Although accommodations will need to be made for deadlines, utilization may also depend on how quickly the federal funds rate rises. If the economy continues to improve and the Federal Reserve continues to raise interest rates, corporate practitioners may want to take advantage of Same Day ACH debits (assuming they're able to realize same-day availability of funds for investment purposes, and bearing in mind the added cost of processing these transactions). NACHA has predicted that within 12 years of deployment, 3 percent of all ACH items will ride the same-day rails, although many factors—including the advent of real-time payments and future payment options, the cost of processing and the ease of reconciliation—will determine actual use cases.
Looking Ahead to Real-Time Payments
According to Celent, there are already real-time payment systems operating or being built in at least 39 countries, including the United Kingdom, Singapore and Poland, and the Mexican SPEI system has had near-real-time processing since 2003. By comparison, the United States is behind the curve.
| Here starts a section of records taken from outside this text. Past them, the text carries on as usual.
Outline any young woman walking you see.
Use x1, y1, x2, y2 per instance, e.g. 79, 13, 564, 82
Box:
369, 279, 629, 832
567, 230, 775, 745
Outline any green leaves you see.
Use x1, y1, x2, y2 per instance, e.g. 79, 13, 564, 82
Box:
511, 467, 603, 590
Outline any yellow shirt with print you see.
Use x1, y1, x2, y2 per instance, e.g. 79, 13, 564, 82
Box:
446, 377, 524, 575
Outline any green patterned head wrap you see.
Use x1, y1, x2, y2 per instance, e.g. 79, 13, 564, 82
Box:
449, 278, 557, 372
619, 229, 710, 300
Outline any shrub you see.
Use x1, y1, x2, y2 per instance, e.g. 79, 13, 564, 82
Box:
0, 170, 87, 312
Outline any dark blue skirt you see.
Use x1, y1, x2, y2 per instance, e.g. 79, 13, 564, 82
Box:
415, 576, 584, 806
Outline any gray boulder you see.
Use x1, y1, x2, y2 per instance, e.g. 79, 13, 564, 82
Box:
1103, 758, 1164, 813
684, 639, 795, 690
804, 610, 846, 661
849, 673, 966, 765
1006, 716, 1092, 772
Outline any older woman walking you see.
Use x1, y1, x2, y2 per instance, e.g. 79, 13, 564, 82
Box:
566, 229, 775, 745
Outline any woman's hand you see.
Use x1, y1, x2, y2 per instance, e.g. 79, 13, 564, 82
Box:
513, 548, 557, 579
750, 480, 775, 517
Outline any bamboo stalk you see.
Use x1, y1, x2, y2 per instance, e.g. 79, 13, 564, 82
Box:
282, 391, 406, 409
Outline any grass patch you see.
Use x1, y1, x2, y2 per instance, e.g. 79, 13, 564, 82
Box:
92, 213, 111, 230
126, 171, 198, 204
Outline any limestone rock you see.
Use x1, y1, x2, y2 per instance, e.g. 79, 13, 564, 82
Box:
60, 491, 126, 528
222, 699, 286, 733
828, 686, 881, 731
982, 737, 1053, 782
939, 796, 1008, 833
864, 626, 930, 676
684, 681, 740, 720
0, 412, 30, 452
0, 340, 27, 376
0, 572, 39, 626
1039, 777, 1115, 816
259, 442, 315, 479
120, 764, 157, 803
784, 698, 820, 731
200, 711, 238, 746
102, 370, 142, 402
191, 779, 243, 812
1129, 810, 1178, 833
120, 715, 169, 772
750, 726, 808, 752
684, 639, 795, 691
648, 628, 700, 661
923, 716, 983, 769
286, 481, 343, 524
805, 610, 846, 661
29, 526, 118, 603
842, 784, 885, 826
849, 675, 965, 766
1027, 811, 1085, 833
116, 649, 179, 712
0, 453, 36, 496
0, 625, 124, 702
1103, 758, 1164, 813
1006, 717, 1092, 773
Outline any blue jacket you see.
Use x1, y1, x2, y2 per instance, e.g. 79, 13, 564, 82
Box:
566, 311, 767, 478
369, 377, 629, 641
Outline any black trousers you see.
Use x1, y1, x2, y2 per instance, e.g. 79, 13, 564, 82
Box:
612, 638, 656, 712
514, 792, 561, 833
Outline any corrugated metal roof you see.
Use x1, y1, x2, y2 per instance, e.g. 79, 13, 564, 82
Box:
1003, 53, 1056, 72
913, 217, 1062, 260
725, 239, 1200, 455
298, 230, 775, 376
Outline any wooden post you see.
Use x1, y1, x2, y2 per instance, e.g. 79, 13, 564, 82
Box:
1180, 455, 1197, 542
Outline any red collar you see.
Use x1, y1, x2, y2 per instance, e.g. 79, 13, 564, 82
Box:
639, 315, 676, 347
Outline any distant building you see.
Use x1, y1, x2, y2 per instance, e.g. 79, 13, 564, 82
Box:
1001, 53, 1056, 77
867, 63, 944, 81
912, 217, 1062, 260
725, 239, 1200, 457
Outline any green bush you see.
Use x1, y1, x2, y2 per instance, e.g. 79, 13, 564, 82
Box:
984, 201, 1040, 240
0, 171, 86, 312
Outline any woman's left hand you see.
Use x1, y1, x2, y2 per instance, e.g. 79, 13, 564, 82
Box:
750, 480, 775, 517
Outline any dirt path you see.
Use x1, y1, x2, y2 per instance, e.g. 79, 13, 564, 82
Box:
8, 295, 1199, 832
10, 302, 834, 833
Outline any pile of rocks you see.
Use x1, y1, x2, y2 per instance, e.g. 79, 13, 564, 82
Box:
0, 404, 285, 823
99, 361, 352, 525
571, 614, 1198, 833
However, the Same Day ACH rule is an important step in modernizing the US payments system and moving toward real-time payments.
Acclimating to same-day processing will require that financial institutions, merchants and others change and improve their infrastructure, and this sets the stage for reducing processing times. With the ubiquitous same-day option, consumers, businesses and governments can look ahead to improved products, services and business models that capitalize on faster processing and cater to consumer trends.
The result will be not only a modernized US system, injecting more confidence and convenience into the payments landscape, but also a series of business benefits, including cash flow forecasting, improved working capital and same-day payroll.